In terms of weekly potassium TDS, it is recommended 60- 120 ppm K (or an EC of 0.1- 0.2 mS/cm) during the seedling growth stage. In the vegetative growth stage, potassium concentrations can be increased from 120-240 ppm K (or an EC of 0.2- 0.5 mS/cm); for optimal potassium concentrations it is recommended that 175 ppm K (or an EC of 0.3 mS/cm) is most efficient. From initial-to-late flowering/ budding, 150- 240 ppm K (or an EC of 0.3- 0.5 mS/cm). Depending on the difference of nutrient needs based on genotypes, potassium nutrient needs may be higher and go as high as 200- 350 ppm K (or an EC of 0.3- 0.6 mS/cm) from late mid-flowering until flush/ harvest.
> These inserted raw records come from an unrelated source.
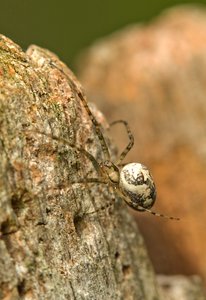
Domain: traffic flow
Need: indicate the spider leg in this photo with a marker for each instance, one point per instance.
(64, 141)
(97, 127)
(131, 140)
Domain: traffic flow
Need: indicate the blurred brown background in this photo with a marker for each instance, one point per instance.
(154, 76)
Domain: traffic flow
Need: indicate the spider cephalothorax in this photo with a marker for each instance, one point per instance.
(137, 182)
(132, 182)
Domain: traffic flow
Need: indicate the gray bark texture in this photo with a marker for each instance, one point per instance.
(59, 239)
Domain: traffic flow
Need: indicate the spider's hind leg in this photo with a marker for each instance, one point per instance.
(131, 140)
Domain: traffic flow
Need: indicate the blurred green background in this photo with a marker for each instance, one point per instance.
(66, 27)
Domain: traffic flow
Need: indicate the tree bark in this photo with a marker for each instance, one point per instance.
(59, 239)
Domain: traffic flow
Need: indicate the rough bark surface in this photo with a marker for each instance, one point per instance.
(59, 239)
(154, 76)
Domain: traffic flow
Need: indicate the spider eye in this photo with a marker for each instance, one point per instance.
(137, 183)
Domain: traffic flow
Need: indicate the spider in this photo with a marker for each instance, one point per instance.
(132, 182)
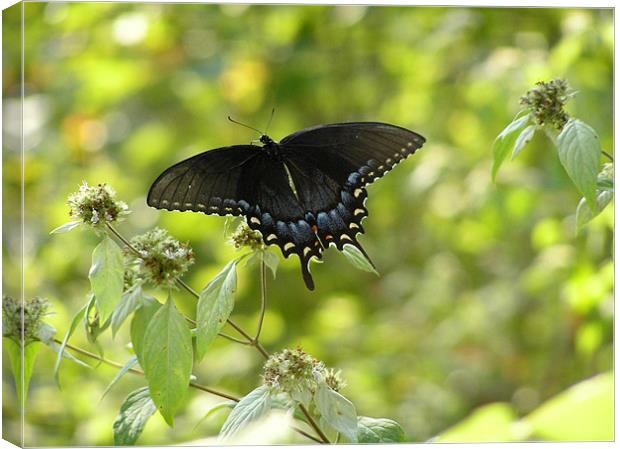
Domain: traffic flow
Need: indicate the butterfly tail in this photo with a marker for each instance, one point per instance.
(359, 246)
(305, 272)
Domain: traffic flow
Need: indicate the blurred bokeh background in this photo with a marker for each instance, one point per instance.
(485, 295)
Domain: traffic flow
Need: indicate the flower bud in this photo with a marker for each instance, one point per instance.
(162, 258)
(95, 205)
(246, 237)
(27, 318)
(546, 102)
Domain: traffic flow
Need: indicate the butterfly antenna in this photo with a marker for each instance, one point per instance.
(246, 126)
(273, 110)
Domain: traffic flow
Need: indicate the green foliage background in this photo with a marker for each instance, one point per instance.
(485, 295)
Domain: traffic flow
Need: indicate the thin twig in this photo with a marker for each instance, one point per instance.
(141, 373)
(250, 341)
(313, 424)
(263, 297)
(137, 372)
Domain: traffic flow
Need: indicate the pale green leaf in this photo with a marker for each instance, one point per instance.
(216, 408)
(121, 372)
(74, 322)
(580, 151)
(336, 410)
(524, 138)
(248, 409)
(139, 323)
(167, 359)
(66, 227)
(135, 411)
(379, 430)
(505, 141)
(130, 301)
(585, 214)
(14, 350)
(106, 276)
(215, 304)
(271, 260)
(584, 412)
(489, 423)
(358, 259)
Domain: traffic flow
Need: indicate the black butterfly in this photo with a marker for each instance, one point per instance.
(302, 194)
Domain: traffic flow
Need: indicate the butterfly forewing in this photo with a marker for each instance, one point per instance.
(303, 194)
(208, 182)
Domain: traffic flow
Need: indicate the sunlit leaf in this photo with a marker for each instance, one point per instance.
(248, 409)
(505, 141)
(130, 301)
(584, 412)
(66, 227)
(215, 304)
(74, 322)
(336, 410)
(357, 259)
(379, 430)
(489, 423)
(135, 411)
(580, 151)
(14, 351)
(167, 359)
(585, 214)
(271, 260)
(121, 372)
(524, 138)
(140, 322)
(106, 276)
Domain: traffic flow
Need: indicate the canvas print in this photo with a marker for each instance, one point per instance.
(295, 224)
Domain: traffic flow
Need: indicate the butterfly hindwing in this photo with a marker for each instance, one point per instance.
(303, 194)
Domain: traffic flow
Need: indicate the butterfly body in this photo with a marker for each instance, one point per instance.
(305, 193)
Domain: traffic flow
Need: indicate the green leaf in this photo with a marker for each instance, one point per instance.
(106, 276)
(357, 258)
(14, 349)
(167, 357)
(379, 430)
(580, 150)
(66, 227)
(505, 141)
(336, 410)
(92, 323)
(215, 304)
(216, 408)
(121, 372)
(140, 322)
(61, 350)
(489, 423)
(584, 412)
(585, 214)
(524, 138)
(135, 411)
(248, 409)
(271, 260)
(130, 302)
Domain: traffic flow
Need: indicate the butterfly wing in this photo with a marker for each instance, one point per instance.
(240, 180)
(208, 182)
(330, 166)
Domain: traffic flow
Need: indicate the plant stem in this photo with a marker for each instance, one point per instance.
(313, 424)
(263, 296)
(137, 372)
(249, 340)
(141, 373)
(182, 283)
When determining nutrient efficiency and cannabis plant needs, there are 9 important things that should always be checked:
- measure the nutrient concentration and pH of nutrient solutions (either concentrated, mixed, or both) and water quality being added to soil, planting media, or fertigation systems;
- measure the nutrient concentration and pH of runoff (or leachate);
- check plant and soil/ plant media for observable symptoms of deficiency, toxicity, or overall stress;
- check soil/ plant media moisture content or level;
- measure the temperature of water, soil/ plant media, plant/ leaf (optional), environment (indoor/ outdoor), and, if indoor, lighting system heat output;
- measure the relative humidity of the environment;
- measure the CO2 level of the environment (optional);
- measure the light-spectrum and intensity output;
- check plant and soil/ plant media for microbial imbalance, pests, or observable signs of disease;
- and, most importantly, remember to HAVE FUN AND ENJOY GROWING.
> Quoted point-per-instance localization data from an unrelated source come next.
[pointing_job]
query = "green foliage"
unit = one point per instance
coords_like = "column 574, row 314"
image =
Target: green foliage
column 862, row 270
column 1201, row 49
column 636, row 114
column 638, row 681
In this section, we will only discuss the first 4 (and the last) crucial checks to cannabis nutrient efficiency and success.
Where do you start?
First, start off by testing your water. Cannabis and hemp’s needs are similar to that of other plants, and water is a crucial resource for both hydrating and major metabolic activities like photosynthesis. Available water, depending on region, could already have minerals, or nutrients, like Ca (calcium), Cl (chlorine), or Mg (magnesium). When testing water, nutrient availability can be tested by using an EC meter (in mS/cm) or a TDS meter (in ppm).
Most commonly used by professional horticulturists, EC is used to detect and measure the ability of water to pass an electrical current. Most commonly used by horticulture enthusiasts, TDS is used to measure the dissolved combined amount of inorganic salts and organic substances present in the liquid. The pH of your water and nutrient solution is measured to determine the acidity or alkalinity (or basic) a liquid may be; however, if the pH is not in an optimal range, then nutrient availability will be limited and plant-root-uptake will be affected.
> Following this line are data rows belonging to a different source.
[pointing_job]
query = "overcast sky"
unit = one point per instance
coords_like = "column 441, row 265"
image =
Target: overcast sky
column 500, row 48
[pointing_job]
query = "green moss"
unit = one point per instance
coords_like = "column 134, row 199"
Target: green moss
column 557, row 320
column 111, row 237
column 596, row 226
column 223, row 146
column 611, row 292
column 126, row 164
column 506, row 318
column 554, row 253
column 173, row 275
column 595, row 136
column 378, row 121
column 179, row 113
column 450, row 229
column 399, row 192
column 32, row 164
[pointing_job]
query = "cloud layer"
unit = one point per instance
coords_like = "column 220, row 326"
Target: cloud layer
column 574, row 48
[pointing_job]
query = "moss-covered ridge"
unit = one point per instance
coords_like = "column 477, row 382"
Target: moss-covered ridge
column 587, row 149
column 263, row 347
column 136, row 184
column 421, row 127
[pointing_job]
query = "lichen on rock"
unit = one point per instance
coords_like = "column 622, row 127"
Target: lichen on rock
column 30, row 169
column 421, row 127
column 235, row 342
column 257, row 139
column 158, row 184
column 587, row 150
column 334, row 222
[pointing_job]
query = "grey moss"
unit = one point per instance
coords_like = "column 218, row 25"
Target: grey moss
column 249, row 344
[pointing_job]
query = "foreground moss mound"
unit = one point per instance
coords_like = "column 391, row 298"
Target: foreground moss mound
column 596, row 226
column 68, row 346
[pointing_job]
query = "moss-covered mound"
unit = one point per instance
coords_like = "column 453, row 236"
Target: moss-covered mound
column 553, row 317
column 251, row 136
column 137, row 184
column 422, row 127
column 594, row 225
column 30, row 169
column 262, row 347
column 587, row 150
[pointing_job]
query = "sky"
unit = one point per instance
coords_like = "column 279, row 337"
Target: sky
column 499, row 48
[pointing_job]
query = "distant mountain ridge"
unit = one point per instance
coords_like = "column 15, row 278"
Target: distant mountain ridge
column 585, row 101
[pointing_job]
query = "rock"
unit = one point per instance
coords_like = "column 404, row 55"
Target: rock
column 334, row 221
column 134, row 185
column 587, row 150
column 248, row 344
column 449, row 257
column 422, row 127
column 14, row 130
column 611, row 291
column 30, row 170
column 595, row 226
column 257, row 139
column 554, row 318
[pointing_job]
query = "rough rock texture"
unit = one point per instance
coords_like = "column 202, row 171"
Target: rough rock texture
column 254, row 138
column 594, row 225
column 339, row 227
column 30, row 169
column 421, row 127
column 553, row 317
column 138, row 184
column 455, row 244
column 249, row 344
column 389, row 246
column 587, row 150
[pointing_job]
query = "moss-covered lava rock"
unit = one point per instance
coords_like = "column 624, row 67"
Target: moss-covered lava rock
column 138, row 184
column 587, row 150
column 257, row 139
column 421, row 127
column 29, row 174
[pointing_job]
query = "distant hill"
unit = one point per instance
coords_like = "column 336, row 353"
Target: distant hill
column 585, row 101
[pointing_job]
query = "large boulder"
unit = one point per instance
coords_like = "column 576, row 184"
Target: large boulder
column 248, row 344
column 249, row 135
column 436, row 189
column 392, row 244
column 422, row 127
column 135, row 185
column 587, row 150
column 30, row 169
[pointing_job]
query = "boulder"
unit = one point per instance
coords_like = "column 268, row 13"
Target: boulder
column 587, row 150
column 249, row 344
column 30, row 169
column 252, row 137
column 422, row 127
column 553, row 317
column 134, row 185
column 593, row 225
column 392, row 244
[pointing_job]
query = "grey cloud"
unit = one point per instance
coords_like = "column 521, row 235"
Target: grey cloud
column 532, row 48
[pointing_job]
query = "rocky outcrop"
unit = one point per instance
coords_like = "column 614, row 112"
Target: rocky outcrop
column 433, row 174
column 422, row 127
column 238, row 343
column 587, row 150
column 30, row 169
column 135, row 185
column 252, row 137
Second, check the nutrient content levels and pH of your soil, living-soil, and other planting media. This information can be obtained from the ‘Guaranteed Analysis’ section on the label or it may need to be checked at your local agriculture diagnostic service center (lab) or using EC and TDS meters. It is a good rule of thumb for growers to check the EC or TDS and pH of your soil mix’s runoff to determine the initial nutrient strength at time of sowing, seedling, and transplanting. Even though you measure your levels initially, every time you add water and nutrient solutions to your soil mix, the nutrient concentrations and pH may fluctuate (or change) by either decreasing or increasing in level. These changes are important and should be monitored and recorded consistently because they are one—of several— telltale signs of plant nutrient efficiency and needs.